Anyway, let’s move on from that! In honor of 50 years of James Bond, here are several Bond Girl .gifs. No Michelle Yeoh, though. For shame!

I have no iPod songs this week, because this is already quite late and it takes a while to track down all the links. I’m late with this this week for a few reasons. First: on Wednesday I met Layne, who comments here occasionally and was a long-time reader of my old, personal blog. He was in town from Winnipeg, so I met him and we had lunch. I probably talked way too much (I tend to do that, in case you hadn’t figured it out yet), but I, at least, had a very cool time (I won’t speak for him).

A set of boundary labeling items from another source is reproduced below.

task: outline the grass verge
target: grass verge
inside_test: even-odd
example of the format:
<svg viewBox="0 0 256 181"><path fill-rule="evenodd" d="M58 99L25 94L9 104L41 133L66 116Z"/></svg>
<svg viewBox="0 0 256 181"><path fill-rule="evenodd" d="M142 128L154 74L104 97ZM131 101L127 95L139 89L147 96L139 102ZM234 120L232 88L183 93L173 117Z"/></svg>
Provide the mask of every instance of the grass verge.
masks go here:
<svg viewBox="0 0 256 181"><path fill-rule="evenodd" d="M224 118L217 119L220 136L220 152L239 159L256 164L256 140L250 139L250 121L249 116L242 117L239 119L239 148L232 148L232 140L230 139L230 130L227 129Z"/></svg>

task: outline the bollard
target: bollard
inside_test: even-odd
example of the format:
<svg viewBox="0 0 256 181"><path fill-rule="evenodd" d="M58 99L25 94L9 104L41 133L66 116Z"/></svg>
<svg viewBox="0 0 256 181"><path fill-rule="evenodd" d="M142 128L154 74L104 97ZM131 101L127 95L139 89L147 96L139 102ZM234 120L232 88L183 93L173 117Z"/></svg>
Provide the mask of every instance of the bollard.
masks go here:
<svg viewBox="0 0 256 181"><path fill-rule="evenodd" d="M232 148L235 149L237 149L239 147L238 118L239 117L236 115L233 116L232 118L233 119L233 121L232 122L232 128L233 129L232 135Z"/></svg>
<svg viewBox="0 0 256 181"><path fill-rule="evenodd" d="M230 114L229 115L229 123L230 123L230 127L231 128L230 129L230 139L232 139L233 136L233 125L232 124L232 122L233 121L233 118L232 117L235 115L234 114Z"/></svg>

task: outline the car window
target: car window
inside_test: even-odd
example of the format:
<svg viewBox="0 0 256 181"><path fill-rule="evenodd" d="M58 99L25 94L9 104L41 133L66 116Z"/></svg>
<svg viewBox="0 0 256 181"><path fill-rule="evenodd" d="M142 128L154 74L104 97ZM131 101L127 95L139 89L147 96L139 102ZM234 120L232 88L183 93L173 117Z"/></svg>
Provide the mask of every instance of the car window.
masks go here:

Then my daughter came home from school early, so I had to take care of her. Then, yesterday (Thursday), she had a doctor’s appointment downtown, so that took a while. Then, today (Friday), she had another doctor’s appointment (my daughter has a lot of doctor’s appointments), and I like to eat lunch with my wife on Friday (she takes the day off), so basically, real life kept intruding on my writing. I was joking around with my wife earlier today that I was letting down my readers, but she was unimpressed. She’s so cruel!!!! So this is late. Sorry!

However, I can still fire up some Totally Random Lyrics! I forgot them last week, and no one got the ones from two weeks ago – they were from “Powderworks” by Midnight Oil. Let’s check out some cheery ones, shall we?

“And I picked on the whims of a thousand or more,
Still pursuing the path that’s been buried for years,
All the dead wood from jungles and cities on fire,
Can’t replace or relate, can’t release or repair,
Take my hand and I’ll show you what was and will be.”

I’ll give you a hint: I don’t like this band. Oh, I may have just given it away!!!!

Have a wonderful weekend, everyone. Be excellent to each other!